Here is a mathematical picture that I was looking at recently:
On the left hand size of the ‘approximately equal to’ sign () we have a picture of a cube which represents a tensor.
A matrix is a 2-dimensional grid of numbers and a tensor is a higher-dimensional version of a matrix. In this case the tensor pictured has three dimensions: the two usual directions contained within the screen and the one extra direction that appears to go into the screen.
The equation says that this can be approximated by a smaller 3D cube, and three 2D rectangles.
What’s the mathematics going on behind this idea?
The idea is to approximate a large cumbersome tensor by a smaller more manageable one. Most of the important information contained amongst the larger tensor’s numbers can be more concisely represented by the smaller one, and it’s smaller size makes it more receptive to performing computations or analysis.
Then there are the three rectangles. One looks like a parallelogram but is actually a rectangle going ‘into the page’ seen in perspective. In fact, all three rectangles follow one of the directions of the dimensions of the smaller tensor. They represent matrices (linear maps) which convert us from the small tensor back to the large tensor. They are the translational tools from the world of the small cube to the world of the big cube. When we apply these matrices to the corresponding directions of the tensor, we will get back a tensor the same size as the original big one, and with similar entries.
As well as being mathematically accurate, the picture is intuitively pleasing because the three rectangles look like they are unpacking the small tensor to get us back to the large tensor.
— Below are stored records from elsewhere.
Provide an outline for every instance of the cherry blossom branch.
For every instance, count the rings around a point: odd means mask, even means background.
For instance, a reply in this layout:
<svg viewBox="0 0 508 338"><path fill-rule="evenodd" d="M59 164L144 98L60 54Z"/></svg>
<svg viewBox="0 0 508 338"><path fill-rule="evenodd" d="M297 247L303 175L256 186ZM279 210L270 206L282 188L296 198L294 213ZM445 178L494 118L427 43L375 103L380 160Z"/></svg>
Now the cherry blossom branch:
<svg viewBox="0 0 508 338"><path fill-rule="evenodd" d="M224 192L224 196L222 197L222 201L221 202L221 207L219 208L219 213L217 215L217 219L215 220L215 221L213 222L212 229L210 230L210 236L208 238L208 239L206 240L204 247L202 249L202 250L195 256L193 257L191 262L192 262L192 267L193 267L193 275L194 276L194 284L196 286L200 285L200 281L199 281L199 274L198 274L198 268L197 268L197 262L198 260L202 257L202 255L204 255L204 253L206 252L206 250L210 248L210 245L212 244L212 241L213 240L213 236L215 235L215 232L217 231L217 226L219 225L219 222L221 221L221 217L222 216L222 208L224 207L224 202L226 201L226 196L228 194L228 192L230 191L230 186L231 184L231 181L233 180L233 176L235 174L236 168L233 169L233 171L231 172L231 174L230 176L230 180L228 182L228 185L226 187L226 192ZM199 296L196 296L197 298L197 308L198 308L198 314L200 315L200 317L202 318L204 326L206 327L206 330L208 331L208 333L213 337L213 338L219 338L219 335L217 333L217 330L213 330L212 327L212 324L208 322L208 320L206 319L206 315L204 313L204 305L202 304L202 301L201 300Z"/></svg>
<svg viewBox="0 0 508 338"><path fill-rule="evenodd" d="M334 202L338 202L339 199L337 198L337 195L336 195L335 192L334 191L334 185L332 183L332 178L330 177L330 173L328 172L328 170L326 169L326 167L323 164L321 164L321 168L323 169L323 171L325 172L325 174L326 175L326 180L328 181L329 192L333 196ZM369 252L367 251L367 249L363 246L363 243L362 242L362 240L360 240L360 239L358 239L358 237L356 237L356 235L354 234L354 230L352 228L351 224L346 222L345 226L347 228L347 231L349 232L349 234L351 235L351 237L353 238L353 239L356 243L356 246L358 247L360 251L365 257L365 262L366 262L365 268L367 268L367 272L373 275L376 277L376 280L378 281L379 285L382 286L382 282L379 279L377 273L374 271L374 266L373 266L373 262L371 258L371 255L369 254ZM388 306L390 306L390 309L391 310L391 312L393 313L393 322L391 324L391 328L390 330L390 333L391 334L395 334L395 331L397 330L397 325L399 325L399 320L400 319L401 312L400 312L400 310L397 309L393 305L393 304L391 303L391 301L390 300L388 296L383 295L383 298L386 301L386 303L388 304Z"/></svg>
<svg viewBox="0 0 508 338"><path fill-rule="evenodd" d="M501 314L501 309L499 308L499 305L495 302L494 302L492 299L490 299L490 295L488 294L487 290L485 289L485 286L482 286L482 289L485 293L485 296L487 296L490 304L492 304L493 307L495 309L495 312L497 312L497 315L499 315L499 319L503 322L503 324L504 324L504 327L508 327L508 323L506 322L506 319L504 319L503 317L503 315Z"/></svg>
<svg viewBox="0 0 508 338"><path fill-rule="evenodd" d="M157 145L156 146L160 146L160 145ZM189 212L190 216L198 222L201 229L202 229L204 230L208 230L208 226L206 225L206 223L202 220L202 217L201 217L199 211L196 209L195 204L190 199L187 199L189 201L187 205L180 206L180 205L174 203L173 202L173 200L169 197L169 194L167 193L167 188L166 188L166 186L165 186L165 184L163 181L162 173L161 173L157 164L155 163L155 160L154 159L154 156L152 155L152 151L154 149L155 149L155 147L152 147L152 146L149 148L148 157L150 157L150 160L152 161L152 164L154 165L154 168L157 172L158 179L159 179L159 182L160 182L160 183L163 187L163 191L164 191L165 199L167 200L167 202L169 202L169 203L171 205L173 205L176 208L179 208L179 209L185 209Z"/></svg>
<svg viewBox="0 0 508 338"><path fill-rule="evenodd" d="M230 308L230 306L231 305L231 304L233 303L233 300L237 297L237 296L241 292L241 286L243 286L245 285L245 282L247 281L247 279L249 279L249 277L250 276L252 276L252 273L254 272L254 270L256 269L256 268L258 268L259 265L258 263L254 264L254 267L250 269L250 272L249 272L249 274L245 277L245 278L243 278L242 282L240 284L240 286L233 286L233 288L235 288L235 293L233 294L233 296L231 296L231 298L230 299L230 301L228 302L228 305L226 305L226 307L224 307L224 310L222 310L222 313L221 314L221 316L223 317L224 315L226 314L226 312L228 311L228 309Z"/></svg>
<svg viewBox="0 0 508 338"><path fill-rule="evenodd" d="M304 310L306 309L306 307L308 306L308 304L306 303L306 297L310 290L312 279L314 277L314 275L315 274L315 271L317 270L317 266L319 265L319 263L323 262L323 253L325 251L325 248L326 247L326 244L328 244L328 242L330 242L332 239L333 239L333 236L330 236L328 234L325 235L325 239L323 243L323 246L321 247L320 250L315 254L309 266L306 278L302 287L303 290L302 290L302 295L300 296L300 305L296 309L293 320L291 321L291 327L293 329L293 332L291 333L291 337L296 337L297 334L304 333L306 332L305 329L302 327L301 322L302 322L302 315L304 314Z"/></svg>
More mathematically speaking: this approximation is called the low multilinear rank approximation. It is a higher-dimensional analogue of the ubiquitous singular valued decomposition (SVD). A singular valued decomposition of a matrix gives us the best low-rank (‘small’) approximation to a large matrix.
Here in the higher-dimensional tensor situation, things are more challenging. We cannot make guarantees about our approximation being the best, but in practice this process gives us a smaller tensor whose information is a decent summary. It is a useful tool to understand big tensors of data.